A New Zealander who brutally murdered his partner and had previously tried to kill his wife could be deported back to New Zealand from the UK.
Richard Tait is serving a life sentence with a 15-year non-parole period in Britain for the 1998 rape and murder of his partner. He had earlier served time for the 1994 rape and attempted murder of his wife.
Tait gagged his 24-year-old partner using parcel tape, fractured her voice box, ruptured her liver and took pictures of her dead body, according to British news reports from the time of Tait's trial.
Under British law, once foreign prisoners reach their minimum parole period they must be deported, even if the parole board has not approved their release.
However, New Zealand's Department of Corrections said there were no imminent plans to return Tait because of a clause that allowed exceptions to the deportation rules if a prisoner's release would undermine public confidence in the justice system.
Tait's release would do that in both New Zealand and Britain, UK authorities told NZ Corrections.
Despite that, Corrections said authorities in both countries had undertaken significant planning in the event he is ever released back to New Zealand.

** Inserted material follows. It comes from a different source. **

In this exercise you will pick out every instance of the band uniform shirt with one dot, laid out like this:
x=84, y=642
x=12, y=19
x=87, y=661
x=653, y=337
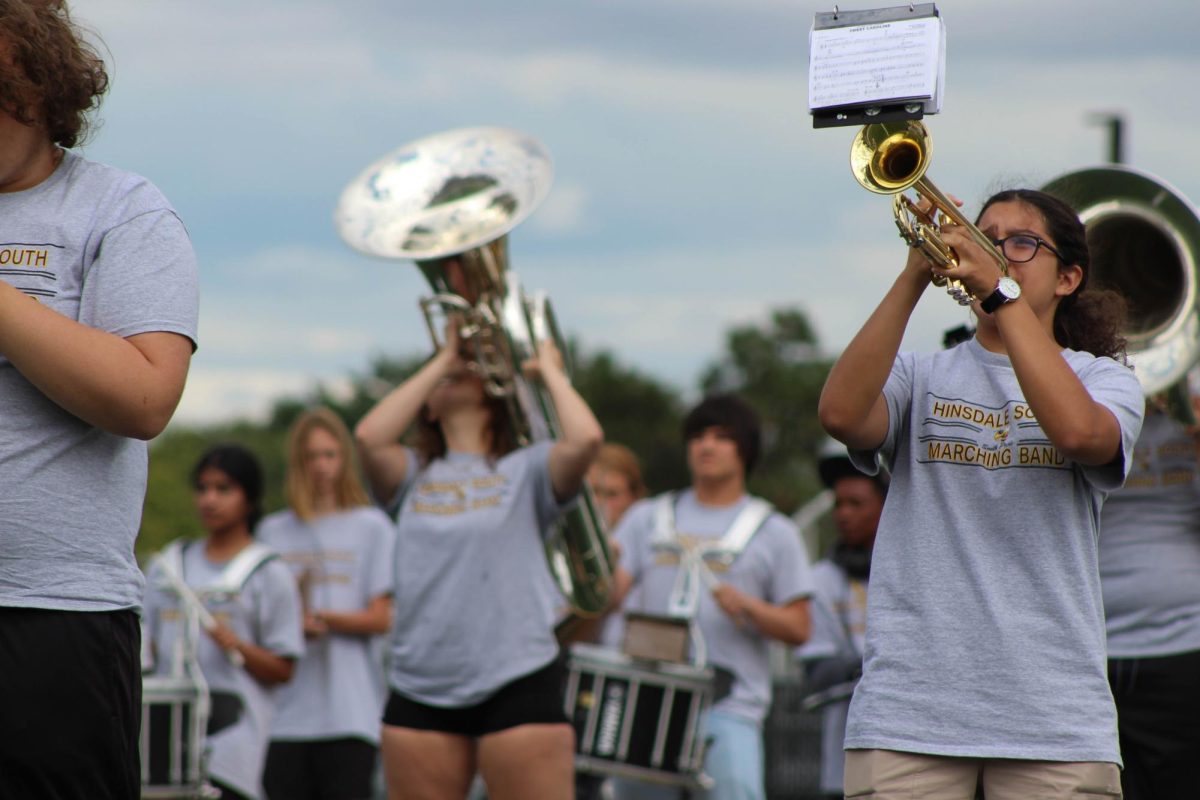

That could include using a new law that allows Corrections to closely monitor high risk offenders.
At the time Tait murdered his partner, he was on parole for the attempted murder of his wife.
When he was sentenced, the judge described him as an extraordinarily dangerous young man, and the police called him evil.
The next time he will be considered for release by the parole board is 2017.
The monitoring of deported criminals has been a contentious issue in recent months, after Australia toughened its immigration rules and began deporting New Zealanders, and other non-citizens, sentenced to a year or more in prison, or convicted of a sexual offence against a child.
Last month, New Zealand Justice Minister Amy Adams brought in a supervision regime that allows deportees to be monitored in the same way as people who have served time in New Zealand prisons.